On sait également que les avocats, notamment aux États-Unis, aiment que leurs dossiers soient formulés à l’aide de solutions d’IA. Des avocats y ont déjà été sanctionnés par les tribunaux parce que leurs mémoires générés par l’IA contenaient des jugements simplement fabriqués, c’est-à-dire hallucinés. Ce qui est encore plus problématique, c’est que les juges américains s’appuient également sur l’IA et qu’il y a eu des « condamnations injustifiées » basées sur l’IA qui ne peuvent pas être facilement annulées. J’ai écrit dans l’article Hypothèques techniques : la révolution de l’IA doit-elle échouer ? – La partie 2 a souligné ce problème.
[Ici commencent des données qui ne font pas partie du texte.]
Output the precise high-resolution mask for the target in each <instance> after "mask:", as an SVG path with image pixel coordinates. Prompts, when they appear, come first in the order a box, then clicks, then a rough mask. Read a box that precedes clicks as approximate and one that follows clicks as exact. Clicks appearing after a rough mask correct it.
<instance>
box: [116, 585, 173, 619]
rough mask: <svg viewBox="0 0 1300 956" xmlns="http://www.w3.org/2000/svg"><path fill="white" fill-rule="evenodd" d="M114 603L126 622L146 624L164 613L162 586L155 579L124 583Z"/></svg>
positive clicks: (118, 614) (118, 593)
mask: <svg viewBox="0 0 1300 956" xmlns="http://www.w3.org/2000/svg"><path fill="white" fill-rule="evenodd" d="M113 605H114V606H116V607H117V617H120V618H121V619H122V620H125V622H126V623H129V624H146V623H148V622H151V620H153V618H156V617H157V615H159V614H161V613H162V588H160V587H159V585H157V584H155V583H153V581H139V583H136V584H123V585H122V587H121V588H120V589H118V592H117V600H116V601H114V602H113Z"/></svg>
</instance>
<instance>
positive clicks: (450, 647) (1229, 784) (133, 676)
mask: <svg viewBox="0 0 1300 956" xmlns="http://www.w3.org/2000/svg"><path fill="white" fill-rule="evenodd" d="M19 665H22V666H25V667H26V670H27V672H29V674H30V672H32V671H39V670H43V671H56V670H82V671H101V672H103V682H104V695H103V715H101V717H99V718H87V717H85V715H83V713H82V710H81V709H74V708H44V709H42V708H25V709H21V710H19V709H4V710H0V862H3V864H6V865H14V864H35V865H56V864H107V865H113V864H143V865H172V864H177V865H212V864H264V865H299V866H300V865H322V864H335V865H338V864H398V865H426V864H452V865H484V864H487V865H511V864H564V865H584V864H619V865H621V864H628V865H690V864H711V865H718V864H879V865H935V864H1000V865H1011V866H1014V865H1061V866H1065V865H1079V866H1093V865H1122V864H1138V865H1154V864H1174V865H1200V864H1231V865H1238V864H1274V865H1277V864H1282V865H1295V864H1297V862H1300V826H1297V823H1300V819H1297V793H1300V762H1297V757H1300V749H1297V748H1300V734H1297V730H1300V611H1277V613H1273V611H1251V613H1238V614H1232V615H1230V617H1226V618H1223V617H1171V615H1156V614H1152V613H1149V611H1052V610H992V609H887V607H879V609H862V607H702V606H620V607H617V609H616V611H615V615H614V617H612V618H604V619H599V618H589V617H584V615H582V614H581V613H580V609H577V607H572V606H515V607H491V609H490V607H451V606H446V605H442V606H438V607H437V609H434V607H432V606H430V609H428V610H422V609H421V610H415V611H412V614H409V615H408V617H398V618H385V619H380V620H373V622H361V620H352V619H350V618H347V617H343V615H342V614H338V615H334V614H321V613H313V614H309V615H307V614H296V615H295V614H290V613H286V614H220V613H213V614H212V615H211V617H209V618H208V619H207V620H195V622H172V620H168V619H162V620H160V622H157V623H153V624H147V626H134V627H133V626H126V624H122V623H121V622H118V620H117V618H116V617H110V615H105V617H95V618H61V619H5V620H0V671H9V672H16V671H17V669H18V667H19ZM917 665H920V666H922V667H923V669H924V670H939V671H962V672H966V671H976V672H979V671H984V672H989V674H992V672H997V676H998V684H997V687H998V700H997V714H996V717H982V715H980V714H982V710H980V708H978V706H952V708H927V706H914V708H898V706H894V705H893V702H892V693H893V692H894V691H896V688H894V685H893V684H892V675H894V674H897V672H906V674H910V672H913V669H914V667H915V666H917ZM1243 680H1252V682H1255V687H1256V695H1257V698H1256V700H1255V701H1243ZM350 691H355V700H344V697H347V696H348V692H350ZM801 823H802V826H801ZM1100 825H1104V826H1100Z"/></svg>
Le procès en annulation généré par l’IA a été rejeté
En Autriche, le recours en annulation d’un avocat a été rejeté par la Cour suprême (OGH) car il a clairement été créé par une IA. Un lecteur de blog m’a signalé le cas (merci pour cela), qui a été préparé par l’ORF Steiermark dans cet article.
Il s’agissait d’une affaire pénale dans laquelle une personne avait été condamnée par le tribunal pénal régional de Graz pour, entre autres, trafic de stupéfiants. L’avocat de cette personne souhaitait intenter une action dite en annulation devant la prochaine instance et faire appel.
En examinant le mémoire soumis, les juges de la Cour suprême (OGH) ont remarqué qu’il avait probablement été créé par une IA sans aucun contrôle technique. Le recours en annulation invoquait des décisions de la Cour suprême qui n’avaient jamais existé. Le tribunal a évoqué de nombreuses citations erronées dans le mémoire, un problème déjà bien connu dans la correspondance juridique aux États-Unis.
La Cour suprême a rejeté le recours en annulation et l’a justifié par la déclaration suivante : « Le mémoire supplémentaire, entrecoupé de nombreuses citations erronées (concernant d’une part des résultats de procédure allégués et d’autre part des décisions de la Cour suprême qui n’existent pratiquement pas du tout ou du moins pas sur le sujet spécifié), et qui a apparemment été créé sans aucun contrôle technique (…) par la soi-disant ‘intelligence artificielle’, satisfait à l’exigence d’indiquer clairement et définitivement les motifs de nullité, c’est-à-dire un fait qui constitue une nullité. « Fournir un niveau d’argumentation approprié à la Cour suprême en tant que juridiction la plus élevée (…) ne s’en rapproche pas et évite donc une réponse substantielle. »
Cette réponse était claire : quand je regarde maintenant avec quelle absence de critique les extraits d’IA les plus scandaleux sont souvent acceptés, j’ai une opinion complètement différente. Il y aura encore des perturbations jusqu’à ce que les personnes occupant des postes de décision se réveillent.